Fats, such as butter and oils, slow down the gluten-forming process by coating
the protein strands resulting longer mixing times. The coating acts like a barrier that
prevents gluten proteins from sticking to one another, stunting the growth of long
chains. Fat hinders gluten formation and lead to a soft, tender crumb that is more like
that of a cake.
Certain inclusions can have the same weakening effect. Any inclusion that
contains lots of gluten-killing enzymes that includes raw papaya (rich in papain) and
pineapple (high in bromelain) is generally tough on dough. A workaround is to cook
these ingredients first; high heat destroys the enzymes.

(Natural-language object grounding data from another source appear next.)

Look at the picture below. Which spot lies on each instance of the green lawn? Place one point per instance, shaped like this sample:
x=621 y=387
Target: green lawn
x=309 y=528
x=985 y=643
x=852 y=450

Time serves as a general tool for controlling gluten development; the longer the
flour and water spend together during the hydration process, the more numerous the
gluten bonds will be, while a longer mixing time will speed up hydration by forcing
the water into the flour. Time also allows enzymes to assist in gluten development,
and most notably extensibility.
Mixing methods also matter. Hand-mixing techniques won’t hydrate the dough
and develop the gluten as fast as machines. Using an electric mixer can make many
breads feasible that would otherwise be difficult to mix by hand.
The addition of salt, sugar and fat should be delayed to reduce dough mixing
time. This helps gluten proteins hydrate and develop quickly and provides maximum
friction against mixer bowl.
Mixing is an intensive mechanical operation that produces heat from friction.
This is evidenced by the temperature increase in the mass being transformed into
dough. For proper machining during makeup, a final dough temperature should be
close to 76–82°F (25–28°C).
To assess if the dough is properly developed, perform the gluten film test. A small
portion of dough is stretched between the hands into a thin, smooth, translucent film
to test its extensibility and elasticity.